Proof of derangements identities

Question

Please help me proving this derangement identity. The problem is show that

$D(n,r,k) = rD(n-1,r-1,k) + D(n-1,r,k)$, where $r < n$*

Answer 1

I’m going to assume that as in D. Hanson, K. Seyffarth, and J.T. Weston, ‘Matchings, Derangements, Rencontres’, Mathematics Magazine, Vol. $56$, No. $4$, pp. $224$-$229$, $D(n,r,k)$ is the number of $r$-permutations of $[n]=\{1,\ldots,n\}$ with exactly $k$ fixed points, where an $r$ permutation of $[n]$ is a permutation $a_1a_2\ldots a_r$ of $r$ elements of $[n]$, and $i$ is a fixed point of $a_1a_2\ldots a_r$ iff $a_i=i$.

It’s helpful to notice that if $\sigma$ is any permutation of $[n]$, we could define $i\in[r]$ to be a fixed point of $a_1a_2\ldots a_r$ if $a_i=\sigma(i)$ without changing the value of $D(n,r,k)$. Imagine an exam with a list of $r$ terms and $n\ge r$ brief definitions that has exactly one correct definition for each term and possibly some extra definitions not matching any of the terms; $D(n,r,k)$ is the number of ways to match $k$ terms with their correct definitions and $r-k$ terms with incorrect definitions. The original definition in terms of $r$-permutations is based on arranging the $n$ definitions so that the $i$-th definition matches the $i$-the term for $i=1,\ldots,r$, but it clearly doesn’t matter where in the list the correct definitions actually are.

First notice that every $r$-permutation of $[n-1]$ with $k$ fixed points is also an $r$-permutation of $[n]$ with $k$ fixed points, and that every $r$-permutation of $[n]$ with $k$ fixed points that does not include $n$ is obtained in this way; this accounts for $D(n-1,r,k)$ $r$-permutations of $[n]$ with $k$ fixed points.

Now consider building an $r$-permutations of $[n]$ with $k$ fixed points that do include $n$. We can put the $n$ in any of the $r$ positions in the permutation. Can you finish this case?

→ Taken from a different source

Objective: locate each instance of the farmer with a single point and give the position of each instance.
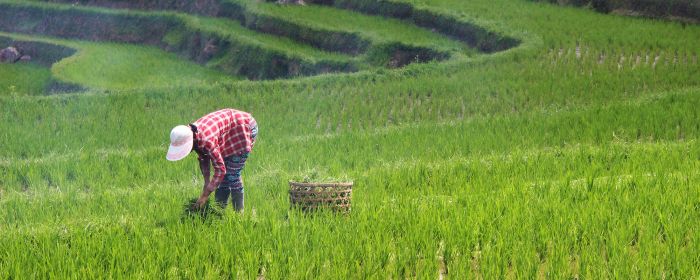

I’ve done so in the spoiler-protected area below, but you should try to finish it yourself before looking.

Since $n>r$, $n$ cannot be a fixed point of the permutation, so exactly $k$ of the remaining $r-1$ positions must be fixed points. Choosing which $k$ of those positions are fixed points determines those $k$ elements of the permutation, and the remaining $r-1-k$ elements must be chosen from $[n-1]$ in such a way that they are not fixed points; this can be done in $D(n-1,r-1,k)$ ways: it’s equivalent to the process of choosing an $(r-1)$-permutation of $[n-1]$ with $k$ fixed points. This accounts for the other $rD(n-1,r-1,k)$ $r$-permutations of $[n]$ with $k$ fixed points.